I give Naruto a 10 because it has stayed really, really good for a very long time now. How many other mangas are still entertaining you after 400 episodes? (Not Bleach, that's for sure.)
Lots of new mangas start out strong. You have fun exploring the new world the artist created; you get tantalizing hints about deeper conspiracies and hidden pasts of the different characters; maybe an unexpected plot twist throws you for a loop. In the end, though, I usually wind up disappointed. Once the first set of ideas have been used up, all of the sudden I'm being introduced to a whole new set of generic villains, being asked to care about the backstories of a batch of replacement sidekicks, or watching the same old conflict from volume one drag on and on because the writer doesn't know what to do once it's resolved.
With Naruto, it never feels like Kishimoto is dragging things out just to collect another paycheck. He's never out of ideas. New characters always feel like they have roots in the world of the story and believable connections to what came before. Naruto develops, but he stays the same person at heart. Because I have confidence in the storyteller's talent, I can suspend my disbelief and really get into the story.

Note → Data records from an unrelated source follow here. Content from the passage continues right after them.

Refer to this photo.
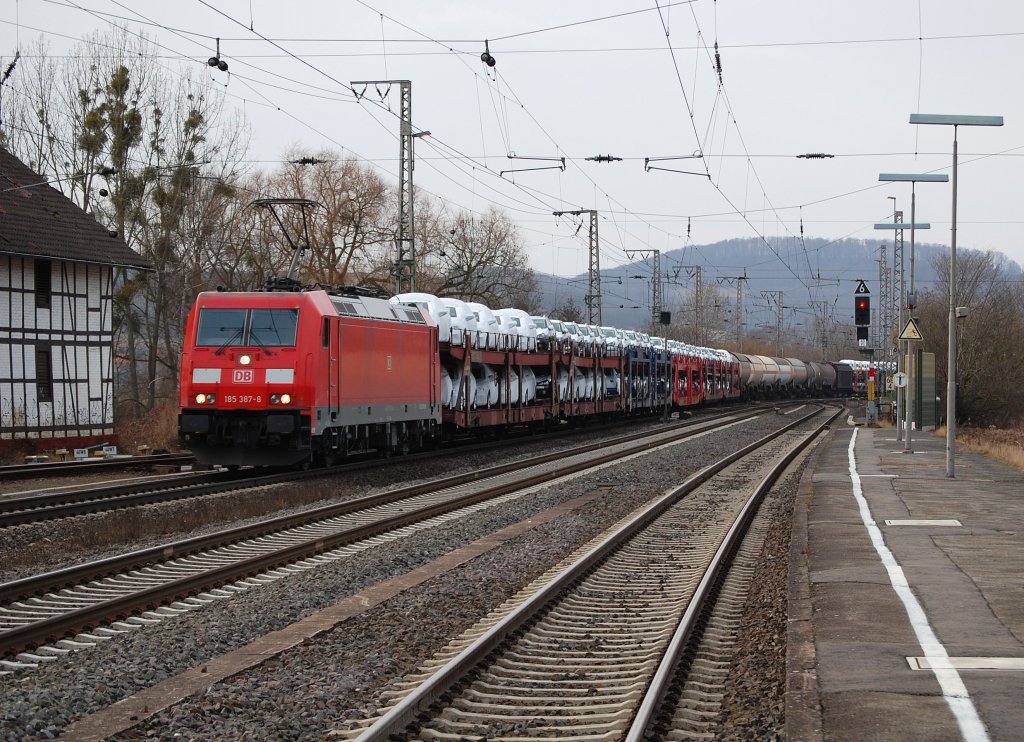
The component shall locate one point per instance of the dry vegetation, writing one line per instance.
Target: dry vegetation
(1005, 445)
(157, 429)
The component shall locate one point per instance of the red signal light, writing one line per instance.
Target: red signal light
(861, 311)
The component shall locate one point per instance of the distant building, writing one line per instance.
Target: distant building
(56, 302)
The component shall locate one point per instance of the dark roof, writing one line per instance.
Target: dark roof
(38, 220)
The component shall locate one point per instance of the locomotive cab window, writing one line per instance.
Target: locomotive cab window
(241, 328)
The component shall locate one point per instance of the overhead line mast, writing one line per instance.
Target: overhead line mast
(594, 269)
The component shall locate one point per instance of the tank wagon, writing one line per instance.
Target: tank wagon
(307, 376)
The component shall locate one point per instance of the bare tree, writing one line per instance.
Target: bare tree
(108, 112)
(352, 226)
(988, 349)
(483, 261)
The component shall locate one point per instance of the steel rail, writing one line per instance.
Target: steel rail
(404, 713)
(55, 469)
(681, 639)
(20, 639)
(19, 511)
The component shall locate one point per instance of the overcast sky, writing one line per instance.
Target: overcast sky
(629, 79)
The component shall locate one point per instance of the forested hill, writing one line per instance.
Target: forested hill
(806, 271)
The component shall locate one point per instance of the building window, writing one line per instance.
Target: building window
(44, 288)
(44, 376)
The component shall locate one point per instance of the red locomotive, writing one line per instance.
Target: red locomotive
(287, 378)
(303, 377)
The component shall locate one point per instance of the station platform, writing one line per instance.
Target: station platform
(906, 594)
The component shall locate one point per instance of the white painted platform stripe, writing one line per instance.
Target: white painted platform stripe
(953, 690)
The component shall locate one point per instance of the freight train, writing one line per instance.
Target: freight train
(306, 377)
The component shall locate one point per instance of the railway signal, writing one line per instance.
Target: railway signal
(861, 311)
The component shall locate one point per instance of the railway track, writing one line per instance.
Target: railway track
(593, 649)
(44, 616)
(76, 468)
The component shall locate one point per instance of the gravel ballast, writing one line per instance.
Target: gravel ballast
(336, 677)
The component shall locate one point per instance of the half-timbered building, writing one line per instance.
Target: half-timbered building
(57, 268)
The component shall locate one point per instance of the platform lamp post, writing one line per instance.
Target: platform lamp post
(954, 122)
(909, 301)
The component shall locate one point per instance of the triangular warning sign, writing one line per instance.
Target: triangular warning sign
(910, 332)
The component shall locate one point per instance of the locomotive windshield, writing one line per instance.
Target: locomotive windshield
(262, 328)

(I also think that Kishimoto would kill off any and all of his favorite characters if that's what the story demands. Compare that to Bleach, where the good guys never die and always get healed completely. When the characters are supposed to be in "danger", how am I supposed to care? I know they'll be fine.)

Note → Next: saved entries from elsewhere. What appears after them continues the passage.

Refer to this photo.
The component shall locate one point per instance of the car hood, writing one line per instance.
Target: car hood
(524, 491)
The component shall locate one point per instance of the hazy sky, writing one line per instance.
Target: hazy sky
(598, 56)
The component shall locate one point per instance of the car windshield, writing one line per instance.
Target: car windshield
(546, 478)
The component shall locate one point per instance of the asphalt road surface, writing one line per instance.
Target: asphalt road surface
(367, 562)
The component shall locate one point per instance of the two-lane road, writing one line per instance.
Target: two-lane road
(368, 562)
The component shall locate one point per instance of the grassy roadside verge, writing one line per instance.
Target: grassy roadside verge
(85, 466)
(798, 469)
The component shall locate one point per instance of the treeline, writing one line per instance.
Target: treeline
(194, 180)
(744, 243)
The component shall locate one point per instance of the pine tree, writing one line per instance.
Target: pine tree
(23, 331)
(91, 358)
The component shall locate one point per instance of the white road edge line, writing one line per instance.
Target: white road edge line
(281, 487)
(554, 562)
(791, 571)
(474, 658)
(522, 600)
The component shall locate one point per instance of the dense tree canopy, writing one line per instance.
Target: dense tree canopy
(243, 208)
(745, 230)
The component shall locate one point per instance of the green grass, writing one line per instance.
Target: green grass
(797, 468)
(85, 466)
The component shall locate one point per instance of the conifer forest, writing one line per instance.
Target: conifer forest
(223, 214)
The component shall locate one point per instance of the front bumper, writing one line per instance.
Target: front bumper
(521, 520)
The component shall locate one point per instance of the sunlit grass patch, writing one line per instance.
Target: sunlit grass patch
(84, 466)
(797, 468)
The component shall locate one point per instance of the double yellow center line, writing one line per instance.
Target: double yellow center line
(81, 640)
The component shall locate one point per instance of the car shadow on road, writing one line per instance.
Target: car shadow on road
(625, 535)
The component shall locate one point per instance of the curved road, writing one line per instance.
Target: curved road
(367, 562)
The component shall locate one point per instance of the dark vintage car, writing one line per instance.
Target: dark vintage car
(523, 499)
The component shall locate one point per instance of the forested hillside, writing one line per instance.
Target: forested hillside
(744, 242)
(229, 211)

Yeah, you can argue that other manga have more "depth," but great storytelling is a talent that's handed out to very few people in a generation. Today, we read Dumas and Dickens: the 19th century's great storytellers, not its great philosopher-authors. In another hundred years, people will probably be reading Steven King and J.K. Rowling, not David Foster Wallace.
Naruto is great storytelling. That's a good thing!